Quantitative findings
Pre- and post-intervention data were collected from 120 intermediate EFL learners (CEFR B1–B2) using the Intrinsic Motivation Inventory (IMI; Ryan & Deci, 2000) and Language Learning Motivation Questionnaire (LLMQ; Alrabai, 2014) to evaluate Intelligent Computer-Assisted Language Assessment (ICALA) effects on motivation. The experimental group (n = 60) used ICALA via DeepSeek, while the control group (n = 60) used traditional instructor-led assessments with identical tasks (250-word essays, 2-min oral responses). Paired t-tests compared within-group changes, independent t-tests assessed group differences, and a 2 (Group: Experimental, Control) × 2 (Proficiency: B1, B2) ANOVA examined interactions. Effect sizes were interpreted using Cohen’s (2013) guidelines, where d = 0.2 indicates a small effect, 0.5 medium, and 0.8 large. Effect sizes (Cohen’s d, η2) and 95% confidence intervals ensured precision. The B1 subsample (n = 45, power = 0.65–0.68) suggests cautious interpretation of proficiency-level effects; future studies with larger B1 samples (n ≥ 60) could enhance statistical power.
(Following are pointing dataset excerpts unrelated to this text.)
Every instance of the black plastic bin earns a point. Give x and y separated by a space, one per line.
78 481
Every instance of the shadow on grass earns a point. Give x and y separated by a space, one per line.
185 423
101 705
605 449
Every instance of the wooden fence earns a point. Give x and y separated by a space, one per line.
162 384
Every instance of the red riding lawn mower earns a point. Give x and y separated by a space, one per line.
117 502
Motivation scores by group and scale
Table 1 shows pre- and post-test scores for IMI Interest/Enjoyment, Perceived Competence, and LLMQ Instrumental Goals. The experimental group significantly improved in Interest/Enjoyment (t (59) = 6.12, p <.001, d = 0.79), Perceived Competence (t (59) = 7.45, p <.001, d = 0.96), and Instrumental Goals (t (59) = 4.02, p <.001, d = 0.52). The control group showed smaller gains in Interest/Enjoyment (t (59) = 2.75, p =.008, d = 0.35), non-significant changes in Perceived Competence (t (59) = 1.60, p =.115, d = 0.20), and marginal gains in Instrumental Goals (t (59) = 1.90, p =.062, d = 0.24). Post-test differences were significant (Interest/Enjoyment: t (118) = 4.90, p <.001, d = 0.90; Perceived Competence: t (118) = 5.70, p <.001, d = 1.04; Instrumental Goals: t (118) = 3.30, p =.001, d = 0.60).
Table 1. Pre- and post-test motivation scores by group and scale (N = 120)
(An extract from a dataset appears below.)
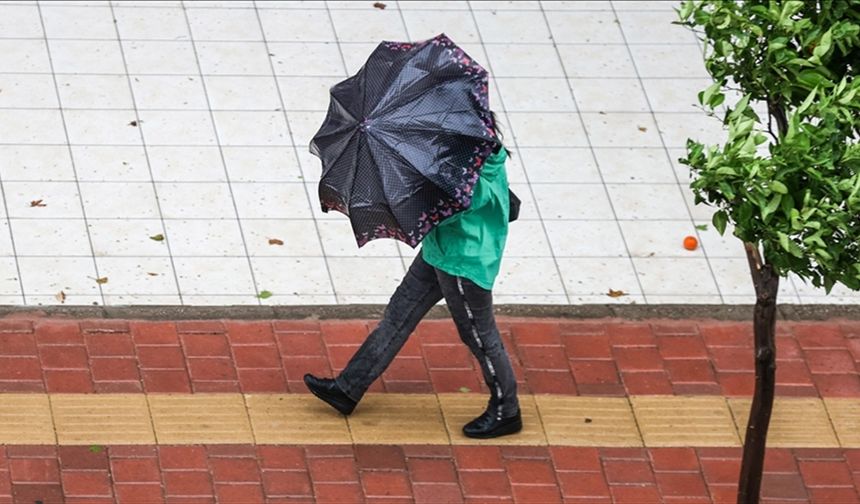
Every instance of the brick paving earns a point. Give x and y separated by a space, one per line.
586 358
414 473
613 358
Group | Scale | Pre-Test M (SD) | Post-Test M (SD) | t (59) | p | Cohen’s d [95% CI] |
|---|---|---|---|---|---|---|
Experimental | ||||||
IMI: Interest/Enjoyment | 3.10 (0.87) | 3.89 (0.74) | 6.12 | <.001 | 0.79 [0.62, 0.97] | |
IMI: Perceived Competence | 2.93 (0.90) | 3.85 (0.80) | 7.45 | <.001 | 0.96 [0.78, 1.15] | |
LLMQ: Instrumental Goals | 4.00 (0.84) | 4.42 (0.77) | 4.02 | <.001 | 0.52 [0.35, 0.69] | |
Control | ||||||
IMI: Interest/Enjoyment | 3.14 (0.91) | 3.42 (0.82) | 2.75 | .008 | 0.35 [0.19, 0.52] | |
IMI: Perceived Competence | 2.97 (0.92) | 3.16 (0.86) | 1.60 | .115 | 0.20 [0.04, 0.37] | |
LLMQ: Instrumental Goals | 4.04 (0.86) | 4.22 (0.83) | 1.90 | .062 | 0.24 [0.08, 0.41] | |
Scores range from 1 (low) to 5 (high). All tests met normality (Shapiro–Wilk p >.05) and homogeneity (Levene’s p >.05) assumptions
IMI Intrinsic Motivation Inventory, LLMQ Language Learning Motivation Questionnaire
Proficiency-level effects
A 2 × 2 ANOVA revealed significant group × proficiency interactions for intrinsic motivation (F (1,116) = 7.95, p =.006, η2 =.06) and extrinsic motivation (F (1,116) = 5.50, p =.021, η2 =.05). B2 learners (n = 75, experimental: n = 38, control: n = 37) outperformed B1 learners (n = 45, experimental: n = 22, control: n = 23), particularly in the experimental group (Table 2). Figure 2 below indicates the learners'intrinsic and extrinsic motivation gains by group and proficiency level.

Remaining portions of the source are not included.